Yetmişine merdiven dayayan PELİNSU HANIM daha uzun yaşayabilmek için, yaşam tarzını tamamen değiştirmeye karar verir. Sıkı bir diyete başlar, koşar, yüzer ve güneşlenir. Üç ay içinde on kilo verir. Göbeği on santim daralırken göğüs kafesi beş santim genişler. İyice dinçleşen ve bronzlaşan PELİNSU HANIM başarısını yepyeni bir saç modeliyle taçlandırmaya karar verir. Yeni saç modeliyle kuaförden çıkıp karşıdan karşıya geçerken bir seçim otobüsünün altında kalır. Son nefesini verirken, “Tanrım” diye haykırır: Nasıl yapabildin bunu bana?
Azrailden yanıt gelir: Valla kusura bakma PELİNSU, tanıyamadım seni!

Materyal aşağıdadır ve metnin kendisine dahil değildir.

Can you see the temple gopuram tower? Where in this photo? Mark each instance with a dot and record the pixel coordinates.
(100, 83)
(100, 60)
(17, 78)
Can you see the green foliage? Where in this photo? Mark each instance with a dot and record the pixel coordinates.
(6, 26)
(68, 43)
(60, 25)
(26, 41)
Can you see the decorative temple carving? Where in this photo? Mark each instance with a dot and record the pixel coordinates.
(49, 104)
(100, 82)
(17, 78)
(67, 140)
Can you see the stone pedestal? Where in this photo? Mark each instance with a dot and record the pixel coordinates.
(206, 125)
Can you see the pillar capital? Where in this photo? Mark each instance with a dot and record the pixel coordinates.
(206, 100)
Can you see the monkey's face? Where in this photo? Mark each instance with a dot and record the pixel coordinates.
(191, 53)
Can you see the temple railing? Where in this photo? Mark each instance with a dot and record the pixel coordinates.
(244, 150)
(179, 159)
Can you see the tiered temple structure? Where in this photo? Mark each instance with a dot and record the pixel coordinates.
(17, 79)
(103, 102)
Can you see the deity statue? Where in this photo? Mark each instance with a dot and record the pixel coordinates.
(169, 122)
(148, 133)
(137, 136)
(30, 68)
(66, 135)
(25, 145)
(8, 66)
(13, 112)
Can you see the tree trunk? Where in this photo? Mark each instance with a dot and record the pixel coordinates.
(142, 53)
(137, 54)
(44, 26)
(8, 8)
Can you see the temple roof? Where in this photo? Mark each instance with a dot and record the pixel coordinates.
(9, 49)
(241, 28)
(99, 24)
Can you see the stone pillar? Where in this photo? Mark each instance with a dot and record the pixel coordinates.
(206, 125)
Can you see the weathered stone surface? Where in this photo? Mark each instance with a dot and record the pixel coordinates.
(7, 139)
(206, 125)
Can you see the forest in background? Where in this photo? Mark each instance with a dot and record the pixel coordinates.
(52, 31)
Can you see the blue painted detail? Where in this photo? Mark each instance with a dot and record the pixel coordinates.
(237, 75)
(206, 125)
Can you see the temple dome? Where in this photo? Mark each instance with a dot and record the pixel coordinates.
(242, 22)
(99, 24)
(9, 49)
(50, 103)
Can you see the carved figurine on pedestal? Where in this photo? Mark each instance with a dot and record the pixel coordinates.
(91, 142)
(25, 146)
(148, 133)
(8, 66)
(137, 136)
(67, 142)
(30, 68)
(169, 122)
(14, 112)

Seçim sonuçlarını konuşmak ve partinin durumunu değerlendirmek için, akp Kızılcahamam da toplandı. Fabrika ayarlarımıza dönmemiz gerekiyor diye yorumladı seçimleri. Tepeden yaklaşımın, her şeyin en doğrusunu ben bilirim yaklaşımının bir başka versiyonu aslında! Gelinen noktadan geriye gidip, daha önce takılan maskeyi hala halkın görmeyeceğini zanneden siyasi anlayış, fabrika ayarlarına dönmek değil, siyasi ali Cengiz oyunudur. Şans ve sınırsız güç verildiğinde neler yapacağını uygulama ve söylemleri ile kanıtlayanları halk görünce, artık geriye gidişin önüne geçmek zordur. Ne yaparsan yap, fabrika ayarlarına dönsen dahi önceki halin akıllarda silinmez virüs gibi kalacaktır. Sonraki halin, önceki halini alt etmiştir de farkında değilsin! PELİNSU HANIM gibi makyaj yaparsın belki, ama realitenin yerini, asla kendini kandırmaların almayacağını bilmen şart!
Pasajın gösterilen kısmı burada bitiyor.